Estudios y experiencias de educadores han demostrado que el momento idóneo para acercarse a los libros es la niñez. Por lo mismo, es una premisa que el niño se encuentre de manera cotidiana con libros y con gente leyendo, lo que podría comenzar a formar un hábito que duraría toda la vida.

Desde la temprana infancia, es recomendable despertar una sensibilización que permita descubrir el placer que puede proporcionar un libro.

No hay que pensar que la mejor literatura (las obras maestras) es idónea para motivar al niño a acercarse a los libros; antes debemos analizar si el libro responde a los intereses auténticos del niño.

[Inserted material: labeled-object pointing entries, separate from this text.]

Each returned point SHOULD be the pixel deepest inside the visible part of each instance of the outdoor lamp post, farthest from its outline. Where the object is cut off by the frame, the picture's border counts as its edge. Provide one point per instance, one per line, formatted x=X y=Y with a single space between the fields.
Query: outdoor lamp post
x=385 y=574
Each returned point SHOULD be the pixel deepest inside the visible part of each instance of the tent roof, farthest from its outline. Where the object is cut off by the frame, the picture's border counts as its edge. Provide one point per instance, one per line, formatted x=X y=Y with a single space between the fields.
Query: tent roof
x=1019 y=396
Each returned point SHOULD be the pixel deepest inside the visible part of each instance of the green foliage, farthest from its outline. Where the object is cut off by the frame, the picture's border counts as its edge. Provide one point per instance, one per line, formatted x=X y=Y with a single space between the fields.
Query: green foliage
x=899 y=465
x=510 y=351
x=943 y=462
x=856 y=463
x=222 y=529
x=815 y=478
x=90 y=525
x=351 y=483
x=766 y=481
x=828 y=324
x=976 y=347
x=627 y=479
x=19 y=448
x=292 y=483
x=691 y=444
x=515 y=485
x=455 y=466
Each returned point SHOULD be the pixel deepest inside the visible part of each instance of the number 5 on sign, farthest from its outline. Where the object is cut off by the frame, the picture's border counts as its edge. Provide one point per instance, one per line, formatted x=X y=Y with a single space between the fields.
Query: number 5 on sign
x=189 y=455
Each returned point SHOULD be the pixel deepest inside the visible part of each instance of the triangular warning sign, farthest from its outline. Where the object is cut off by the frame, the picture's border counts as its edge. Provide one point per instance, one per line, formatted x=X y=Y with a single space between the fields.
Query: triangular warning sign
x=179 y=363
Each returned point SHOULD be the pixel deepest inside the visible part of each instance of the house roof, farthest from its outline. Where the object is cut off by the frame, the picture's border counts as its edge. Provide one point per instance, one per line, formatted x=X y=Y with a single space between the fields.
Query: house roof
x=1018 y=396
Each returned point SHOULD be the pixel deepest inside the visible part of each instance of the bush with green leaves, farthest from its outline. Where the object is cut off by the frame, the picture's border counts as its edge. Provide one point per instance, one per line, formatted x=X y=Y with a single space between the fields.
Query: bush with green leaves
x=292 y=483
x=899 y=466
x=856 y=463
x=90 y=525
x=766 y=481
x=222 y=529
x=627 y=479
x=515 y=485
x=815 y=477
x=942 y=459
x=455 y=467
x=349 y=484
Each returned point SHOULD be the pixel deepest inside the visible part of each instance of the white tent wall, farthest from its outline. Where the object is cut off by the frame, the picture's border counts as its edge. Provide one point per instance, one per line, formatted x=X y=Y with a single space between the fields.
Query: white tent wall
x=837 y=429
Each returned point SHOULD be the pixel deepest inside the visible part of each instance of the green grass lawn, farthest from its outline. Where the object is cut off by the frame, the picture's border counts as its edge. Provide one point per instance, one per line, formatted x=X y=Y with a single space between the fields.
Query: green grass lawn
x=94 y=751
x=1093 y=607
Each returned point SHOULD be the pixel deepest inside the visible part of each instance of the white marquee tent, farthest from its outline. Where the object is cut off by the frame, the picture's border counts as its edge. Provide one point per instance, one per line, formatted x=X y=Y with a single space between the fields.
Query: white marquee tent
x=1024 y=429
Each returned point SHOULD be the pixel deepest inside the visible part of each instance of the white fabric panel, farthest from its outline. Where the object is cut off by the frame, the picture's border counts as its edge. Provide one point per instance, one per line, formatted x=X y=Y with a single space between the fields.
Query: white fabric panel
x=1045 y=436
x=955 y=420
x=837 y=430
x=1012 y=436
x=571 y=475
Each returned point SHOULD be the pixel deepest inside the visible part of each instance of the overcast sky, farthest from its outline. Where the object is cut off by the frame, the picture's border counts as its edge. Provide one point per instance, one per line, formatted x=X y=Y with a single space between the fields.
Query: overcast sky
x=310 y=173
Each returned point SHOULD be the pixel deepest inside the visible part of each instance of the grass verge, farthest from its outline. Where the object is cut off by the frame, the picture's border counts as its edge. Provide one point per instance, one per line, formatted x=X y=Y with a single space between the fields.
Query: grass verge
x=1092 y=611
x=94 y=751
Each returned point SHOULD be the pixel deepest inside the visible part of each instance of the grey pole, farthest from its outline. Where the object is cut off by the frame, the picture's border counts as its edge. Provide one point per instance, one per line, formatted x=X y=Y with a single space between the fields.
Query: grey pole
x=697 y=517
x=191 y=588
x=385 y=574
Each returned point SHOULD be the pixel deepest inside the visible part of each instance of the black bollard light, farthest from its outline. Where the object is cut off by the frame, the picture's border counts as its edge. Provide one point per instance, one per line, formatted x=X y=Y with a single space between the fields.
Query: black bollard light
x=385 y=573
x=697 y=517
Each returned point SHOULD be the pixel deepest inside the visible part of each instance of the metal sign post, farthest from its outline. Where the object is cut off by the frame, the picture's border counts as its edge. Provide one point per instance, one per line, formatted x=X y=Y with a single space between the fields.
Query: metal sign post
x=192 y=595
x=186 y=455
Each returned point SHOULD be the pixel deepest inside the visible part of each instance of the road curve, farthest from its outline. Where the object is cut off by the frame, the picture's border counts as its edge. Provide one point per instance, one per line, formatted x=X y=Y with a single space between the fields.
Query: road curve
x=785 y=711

El niño se acercará a los libros o textos que pueda comprender, que le hagan gozar y que y le permitan reflexionar (Montserrat Sarto, 1986).  Ayudemos a los niños a descubrir en los libros cuanto hay de bueno en ellos; a orientarlos hacia el camino de la lectura placentera. Recordemos que la facultad lectora no es innata a la naturaleza humana; un lector no nace, se hace.

 

A continuación, comparto sugerencias –surgidas de la práctica y experiencia a nivel mundial de padres de familia, maestros e impulsores de la lectura – para que niños de cualquier edad se acerquen con gusto a los libros:

  • Los niños más pequeños disfrutan, sobre todo, libros con rimas, repeticiones y predecibles; así como libros ilustrados y con palabras simples.
  • Los niños son quienes deben escoger libros tan pronto como ellos comiencen a tener sus propias preferencias e intereses.
  • Lleve al niño a la sección infantil de la librería o biblioteca más cercana de su colonia o barrio. Un librero o bibliotecario puede ser una buena fuente de recomendaciones. Y permita que allí el niño elija libros.
  • Descubra los intereses del niño, y ayúdelo a elegir los libros de acuerdo a sus propios gustos. Desde libros de dinosaurios hasta de baile. La mayoría de los niños prefieren libros graciosos, divertidos.
  • Pregunte a amigos, familia y maestros cuáles libros han disfrutado sus respectivos niños o alumnos; haga intercambios de libros.
  • Si al niño no le agrada un libro que están leyendo juntos, descártelo; leer es un momento de placer, no de obligación ni pelea.
  • Una y otra vez, los niños podrían querer el mismo libro, aunque el adulto piense que ya no es adecuado para su edad. Que el niño lea ese libro tantas veces como lo desee.
  • Revisar las listas o guías de libros de diferentes organizaciones literarias o de fomento a la lectura, ya que generalmente tienen buenas recomendaciones según la etapa lectora del niño. Por ejemplo: A Leer/IBBY México, Libros del Rincón, de la Secretaría de Educación Pública; o guías de casa editoriales, como Alfaguara, Ediciones SM y el Fondo de Cultura Económica.
  • El adulto ha de buscar libros que le gustaría leer en voz alta. El disfrute del adulto brillará y será contagioso al niño.
  • Diviértase leyendo. Enseñe al niño la alegría de la lectura y cómo esta actividad es una ventana a un flamante mundo nuevo. Compartan el mismo libro; y, a partir de lo leído, intercambien ideas y reflexiones, discutan y dialoguen.
  • Si el niño tiene un libro favorito, es probable que disfrute otros libros del mismo autor.
  • Seleccione historias que ofrezcan nuevas experiencias, tales como cuentos clásicos de otras regiones, mitologías, o libros sobre diferentes países y culturas.
  • Para niños que ya comenzaron a leer, seleccione una variedad de textos: libros que pueda leer junto con un adulto; libros que pueda escuchar de un adulto; libros que el niño pueda leer al adulto.
  • Motive al niño a probar con diferentes tipos de libros o textos, tales como de misterio, conocimiento, cómics, informativos, recetas de cocina, biografías y otros que no sólo sean relatos o novelas.
  • Ofrezca al niño libros sobre eventos que tengan que ver con su propia vida (nuevo hermano, mudanza, pérdida); le ayudarán a afrontar miedos y sentimientos.